DITO Telecommunity Corporation may need to delay anew its commercial operations due to complicated cell tower permitting processes.
The rollout, initially set in September 2019, was earlier moved to July 2020 in order to “put the network in place,” according to Dito Chief Administrative Officer Adel Tamano.
Lawmakers have started to question Dito’s capability of fulfilling its promise to establish 2,500 cell sites by July 2020. ACT Teachers party-list Rep.
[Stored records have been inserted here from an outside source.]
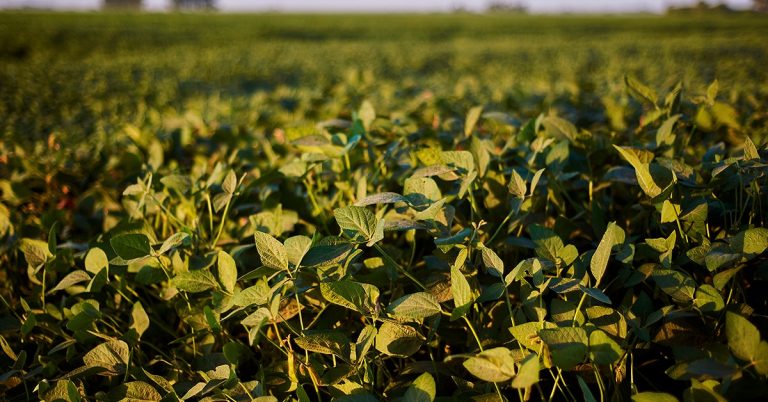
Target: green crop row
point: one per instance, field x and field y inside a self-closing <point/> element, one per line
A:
<point x="335" y="213"/>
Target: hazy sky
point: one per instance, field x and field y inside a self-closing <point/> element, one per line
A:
<point x="543" y="6"/>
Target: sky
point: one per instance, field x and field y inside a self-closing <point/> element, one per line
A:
<point x="535" y="6"/>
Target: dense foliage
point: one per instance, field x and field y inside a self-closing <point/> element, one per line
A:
<point x="377" y="208"/>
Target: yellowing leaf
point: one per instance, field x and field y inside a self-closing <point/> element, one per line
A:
<point x="271" y="251"/>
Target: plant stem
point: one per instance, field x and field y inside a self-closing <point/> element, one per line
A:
<point x="399" y="268"/>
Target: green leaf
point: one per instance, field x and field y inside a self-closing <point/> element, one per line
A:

France Castro recently urged Congress to summon DICT and DITO officials to investigate the matter.
Even Department of Information and Communications Technology (DICT) Secretary Gregorio Honasan is concerned about the capability of Dito, formerly Mislatel Consortium, to complete its rollout program before July 2020.
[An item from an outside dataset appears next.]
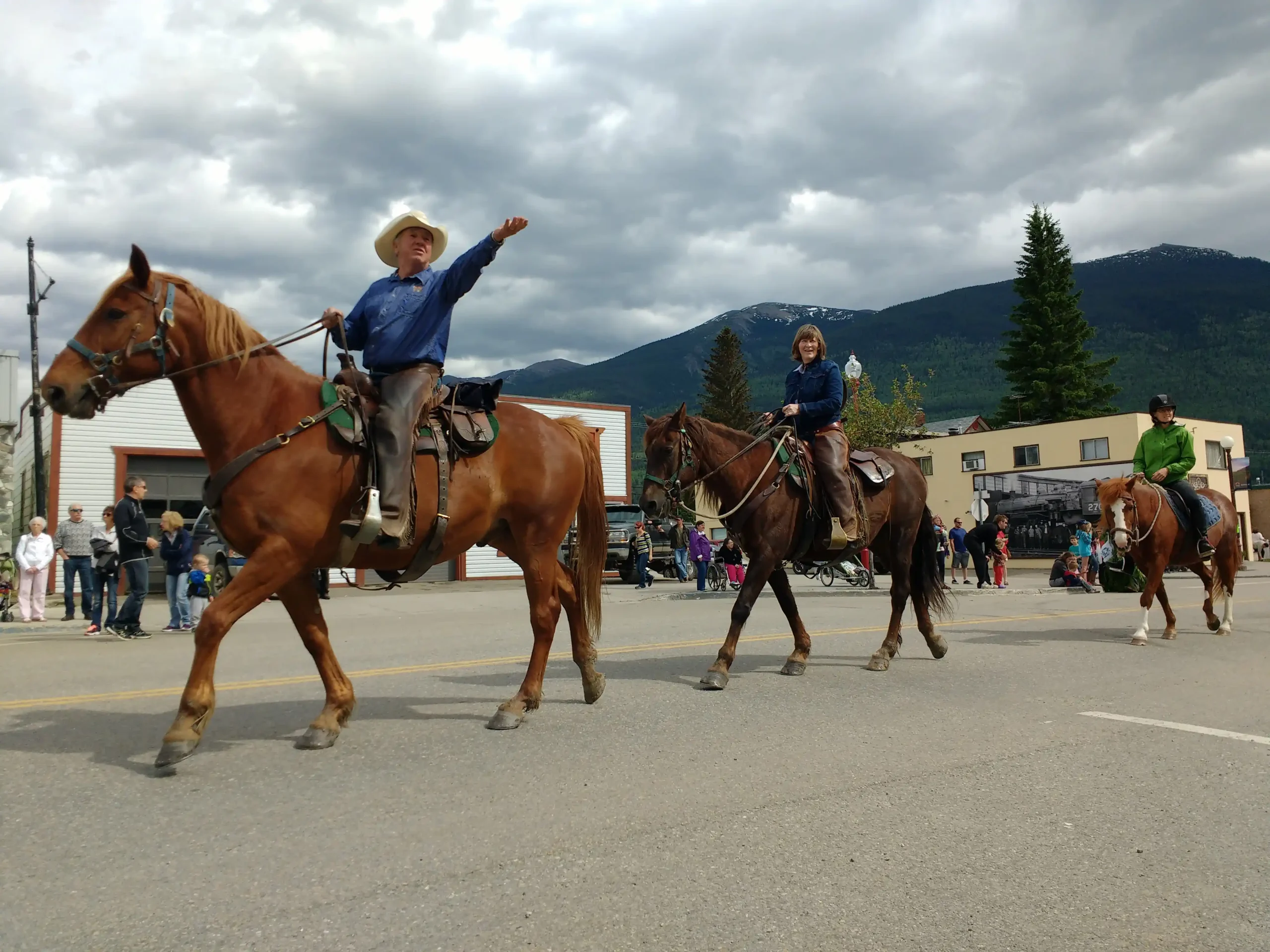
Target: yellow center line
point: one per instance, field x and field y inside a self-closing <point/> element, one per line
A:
<point x="524" y="659"/>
“DICT was concerned about the capability of Dito to fulfill its commitments as July is six months away,” he said.
The 2,500 cell sites would cover 37 percent of the whole Philippines with a minimum Internet speed of 27 Mbps.
Industry providers have long emphasized the difficulty in building telco infrastructure, citing challenges such as multiple LGU permits for just one cell site that can take eight months to process.
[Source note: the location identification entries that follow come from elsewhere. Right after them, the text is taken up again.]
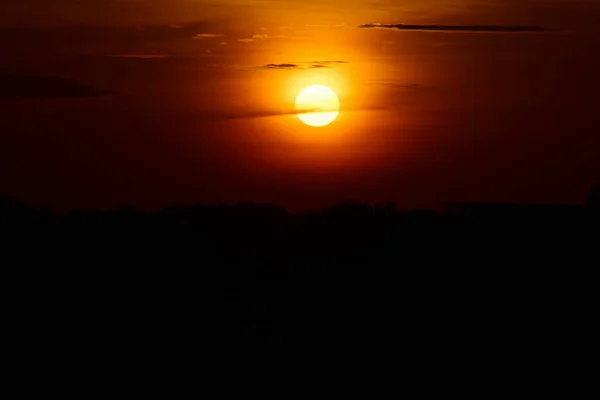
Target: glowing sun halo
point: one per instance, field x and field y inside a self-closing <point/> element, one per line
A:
<point x="317" y="106"/>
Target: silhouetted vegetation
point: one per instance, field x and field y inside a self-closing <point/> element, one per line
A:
<point x="252" y="275"/>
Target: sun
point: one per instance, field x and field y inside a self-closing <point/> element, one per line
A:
<point x="317" y="106"/>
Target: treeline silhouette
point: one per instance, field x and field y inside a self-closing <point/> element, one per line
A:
<point x="247" y="276"/>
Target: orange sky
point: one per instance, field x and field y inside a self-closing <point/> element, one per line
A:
<point x="204" y="92"/>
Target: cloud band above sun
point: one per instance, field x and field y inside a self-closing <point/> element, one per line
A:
<point x="461" y="28"/>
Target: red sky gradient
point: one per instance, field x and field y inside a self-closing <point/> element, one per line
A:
<point x="428" y="115"/>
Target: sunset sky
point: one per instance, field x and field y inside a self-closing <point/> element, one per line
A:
<point x="154" y="102"/>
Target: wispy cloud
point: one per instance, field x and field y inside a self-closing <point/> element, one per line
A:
<point x="139" y="56"/>
<point x="296" y="66"/>
<point x="394" y="83"/>
<point x="462" y="28"/>
<point x="202" y="36"/>
<point x="45" y="87"/>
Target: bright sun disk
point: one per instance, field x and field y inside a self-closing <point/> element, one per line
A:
<point x="317" y="106"/>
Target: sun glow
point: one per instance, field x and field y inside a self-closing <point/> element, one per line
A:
<point x="317" y="106"/>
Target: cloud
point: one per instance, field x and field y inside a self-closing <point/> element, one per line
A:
<point x="297" y="66"/>
<point x="249" y="114"/>
<point x="202" y="36"/>
<point x="329" y="62"/>
<point x="462" y="28"/>
<point x="45" y="87"/>
<point x="394" y="83"/>
<point x="140" y="56"/>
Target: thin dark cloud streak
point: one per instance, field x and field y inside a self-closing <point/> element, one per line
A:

LGU permits, homeowners associations, exclusive subdivisions, and building administrators impose certain guidelines and requirements based on Housing and Land Use Regulatory Board (HLURB) Resolution No. R-626 issued in 1998. The lengthy process includes everything from negotiations and documentation of prospective cell site location to securing structural permits and approvals.
This complicated permit applications can cause further delay in the construction of Dito’s 2,500 cell sites.
To address the issue of delaying permits, The Philippines’ Anti-Red Tape Authority and DICT collaborated on the nationwide automation of government services with the goal of shortening the processing time for business permits.
The DICT also proposed the concept of tower sharing to improve tower density. With more than one telco sharing in a single tower, it follows that the number of subscribers being served by each telco increases.
The DICT already started to work on a new common tower policy in 2018 but the final draft of policy has been delayed anew to February this year.